Die den Sprung in eine der Neubauwohnungen nicht geschafft haben, leben in ärmlichen Hütten auf den alten Plätzen und sammeln jeden Tag Material. Sie vermitteln mir das Gefühl, dass sie das sammeln, was von den alten Häusern übrig geblieben ist. Es ist ihre letzte Aufgabe und ihr Unterhalt. Ich begegne drei Männern, die in der Mittagshitze auf alten Feldbetten ausruhen, tagsüber Schuttberge sortieren, und einer Frau mit Kind, die ihnen Reis kocht. Sie sind die kleinsten Rädchen im Getriebe der Materialumverteilung. Wenn Mauern die alten Wohnbezirke für immer abtrennen, werden sie gegangen sein.
Fazhan shi ying daoli
Die weitläufigen Schuttflächen ehemaliger Lilongsiedlungen sind überall zu finden. Von ihnen aus sind die Türme der Zukunft auf Pudong gut sichtbar. Man sieht sie von jedem Winkel der Stadt, so wie die Kirchen in mittelalterlichen Städten omnipräsent waren. Sie zeigen den Wandel an, der sozial allerdings völlig unterschiedlich verläuft. Reiche Chinesen wohnen längst in anspruchsvollen Enklaven, die Mittelschichten in den Peripheriesiedlungen. Ärmere wandern und pendeln, und sie werden aus Shanghai verschwinden.
Der Jin Mao Turm verspricht einen gesellschaftlichen Umbau, bei dem aber nicht alle Bevölkerungsschichten gleiche Chancen haben.

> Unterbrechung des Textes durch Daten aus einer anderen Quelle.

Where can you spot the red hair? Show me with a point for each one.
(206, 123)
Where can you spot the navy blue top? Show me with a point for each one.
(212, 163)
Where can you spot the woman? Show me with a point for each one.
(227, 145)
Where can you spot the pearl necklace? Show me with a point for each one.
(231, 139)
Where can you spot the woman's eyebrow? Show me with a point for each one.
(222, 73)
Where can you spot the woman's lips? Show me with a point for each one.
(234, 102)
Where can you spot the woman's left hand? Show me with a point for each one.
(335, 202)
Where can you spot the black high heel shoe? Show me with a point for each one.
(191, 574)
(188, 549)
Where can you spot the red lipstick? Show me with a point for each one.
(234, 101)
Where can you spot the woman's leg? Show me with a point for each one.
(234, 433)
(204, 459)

Das ist, wenn man ihn von den Schuttflächen aus betrachtet, seine tägliche Botschaft.
Ich treffe einen ehemaligen Lilongbewohner, der Fahrrad und Handy als seine persönlichen Statussymbole stolz vorweist. Am Revers steckt das Parteiabzeichen. Ich weiß nicht, welcher Arbeit er nachgeht und was er verdient. Aber offensichtlich hat er den Turm und seine Symbolik ganz gut verstanden: »Entwicklung ist ein positives Prinzip« (»Fazhan shi ying daoli«, Deng Tsiao Ping). Dies ist eine der vielen neuen Wahrheiten in China, die auch ihn überzeugt haben müssen.